Espero que mueras pronto en una muerte violenta lenta y agónica, tú y los otros 140 millones de rusos, y lo mismo para Bielorusos y Serbios, y para todos los rusos y prorusos de Donbas, Transnitria , kazastan etc.
Os deseo una muerte cercana entre horribles sufrimientos.


----------



## cerilloprieto (27 Mar 2022)

keylargof dijo:


> Porqué sois tan sumisos? No os da vergüenza chuparle las pelotas a una oligarquía corrupta, que os trata como a basura?
> 
> Siendo apenas 150 millones y con el país más extenso de la Tierra sois un estercolero inmundo, que pensáis cuando veis como vive la gente en Finlandia, Corea del Sur o Japón? Sois conscientes de que una de dos, o sois retrasados mentales o completamente gilipollas?
> 
> Gracias de antebrazo



¿No te da vergüenza que Sion te rebaje por debajo de un negro, una loca, un trans o un perro?, por ponerte unos ejemplos.
Me puedes contestar después de que se la chupes a un negro, y de rodillas, como te ordena Soros.


----------



## Petruska (27 Mar 2022)

Gurb dijo:


> ¿Qué te inspira la URSS?



El himno MÁS BELLO DEL MUNDO, el himno ruso. Me dan ganas de llorar de la emoción siempre que lo oigo.


----------



## Gotthard (27 Mar 2022)

Instalate el duolingo y pilla alguna gramatica basica aparte.


----------



## LiberalFist (27 Mar 2022)

Desde luego que nadie hace flashmobs como la horda.


----------



## Vctrlnz (28 Mar 2022)

Petruska dijo:


> El himno MÁS BELLO DEL MUNDO, el himno ruso. Me dan ganas de llorar de la emoción siempre que lo oigo.

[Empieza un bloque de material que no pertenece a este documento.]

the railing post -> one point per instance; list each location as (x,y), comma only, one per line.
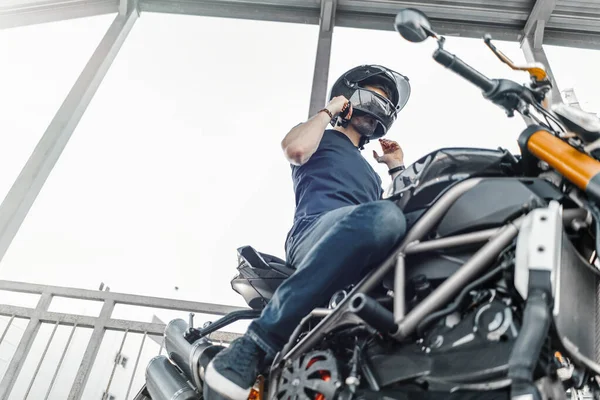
(14,368)
(83,373)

tu quieres follar con rusas
que himno ni que mierdas mentiroso
siendo un gordo comedoritos sin dinero y con las rusas sin poder volar a Espana lo unico que puedes hacerte es pajas con rusas en paginas porno

Deberias llorar en todo caso por el asesinato de ucranianos y la invasion de esos hijos de puta pedazo de mierda seca.


----------



## Petruska (28 Mar 2022)

Vctrlnz dijo:


> tu quieres follar con rusas
> que himno ni que mierdas mentiroso
> siendo un gordo comedoritos sin dinero y con las rusas sin poder volar a Espana lo unico que puedes hacerte es pajas con rusas en paginas porno
> 
> Deberias llorar en todo caso por el asesinato de ucranianos y la invasion de esos hijos de puta pedazo de mierda seca.

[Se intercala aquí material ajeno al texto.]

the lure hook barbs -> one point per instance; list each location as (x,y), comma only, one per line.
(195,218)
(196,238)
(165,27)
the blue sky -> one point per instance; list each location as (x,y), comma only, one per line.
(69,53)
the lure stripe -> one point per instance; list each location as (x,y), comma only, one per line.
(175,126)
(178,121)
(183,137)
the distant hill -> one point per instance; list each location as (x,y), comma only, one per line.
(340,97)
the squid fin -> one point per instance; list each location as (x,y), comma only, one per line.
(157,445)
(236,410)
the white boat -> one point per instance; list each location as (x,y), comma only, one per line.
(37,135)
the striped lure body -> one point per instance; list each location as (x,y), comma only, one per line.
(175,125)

Soy una forerA. Gilipollas eres. Qué tiene que ver la belleza del himno ruso con lo que esté pasando o dejando de pasar? Atontao


----------



## Vctrlnz (28 Mar 2022)

Petruska dijo:


> Soy una forerA. Gilipollas eres. Qué tiene que ver la belleza del himno ruso con lo que esté pasando o dejando de pasar? Atontao



ah, entonces puta reputa

que llora con el puto himno comunista de los subhumanos rusos y se rasca el cono de gorda sucia peluda pelo frito espanola cuando ve a los ucras ser asesinados y masacrados

lo dicho PUTA REPUTA

Y FEA COMO TODAS LAS CRANCOS ESPANOLAS


----------



## Abort&cospelo (28 Mar 2022)

¿Que haces aqui que no estas en Ucrania haciendo justicia?


----------



## Alabama Anon (28 Mar 2022)

Kbkubito dijo:


> Cuando vais a arrasar al gringo a base de tsars y poseidones?



Pronto espero, realisticamente nunca


----------



## Alabama Anon (28 Mar 2022)

Beholder dijo:


> Entiendo que eres dell gremio it. ¿Porque te fuiste a Polonia?
> 
> Los rusos, las empresas rusas, compran software o son muy piratas x lo general? Prefieren comprar software alemán, yanki o son como los japos de hacérselo todo en casa?
> 
> Gracias de antemano.



Me fui a Polonia por amor basicamente, mi mano tenia que acabar estudios aqui.
Hay de todo, como Microsoft y todos esos han dejado el pais la pirateria ahora es legal en Rusia XD


----------



## Alabama Anon (28 Mar 2022)

Abort&cospelo dijo:


> ¿Que haces aqui que no estas en Ucrania haciendo justicia?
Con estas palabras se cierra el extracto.